Nongastrointestinal comorbidity may be a larger independent risk factor for gastrointestinal bleeding than previously thought, and may contribute more to bleeding than other recognized risk factors, a study found.
Upper gastrointestinal bleeding rates continue despite decreasing incidence of peptic ulcers, news treatments for Helicobacter pylori infection, and prophylaxis against ulceration from nonsteroidal anti-inflammatory drugs.
To investigate whether comorbidity itself increased the risk of gastrointestinal bleeding, researchers conducted a matched case-control study using primary care and secondary care data collected in England from April 1997 through August 2010. More than 16,000 patients with nonvariceal gastrointestinal bleeding were matched to five controls (nearly 82,000 patients).
Results appeared in the June issue of Gastroenterology.
Comorbidity had a strong graded association with gastrointestinal bleeding, the authors wrote. The adjusted odds ratio for a single comorbidity was 1.43 (95% confidence interval [CI], 1.35 to 1.52) and for multiple or severe comorbidity was 2.26 (95% CI, 2.14% to 2.38%).
The additional population attributable fraction for comorbidity (19.8%) was considerably larger than that for any other measured risk factor, including use of aspirin (3.0%) or NSAIDs (3.1%).
The largest association with a bleed was among patients with a previous Mallory-Weiss syndrome, which reflects the inherent risk of bleeding in recurrent vomiters. The highest variance inflation factors were for angiodysplasia (1.48) and dialysis (2.35).
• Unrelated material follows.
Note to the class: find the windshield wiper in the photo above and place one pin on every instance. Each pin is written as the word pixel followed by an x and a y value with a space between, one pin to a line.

Researchers wrote that this study contradicts current beliefs that the bleeding stems from known iatrogenic causes, such as NSAIDs prescribed for analgesia or antiplatelet agents prescribed for cardiac and cerebrovascular disease, and that this would be reduced by increasing use of proton pump inhibitors.
They wrote, "Instead, we have demonstrated that the extra contribution of these medications to bleeding cases was not large after considering the contributions of other risk factors present in the population. Therefore, simply increasing PPI prescriptions in patients on high-risk medications might not have as large an impact as previously thought."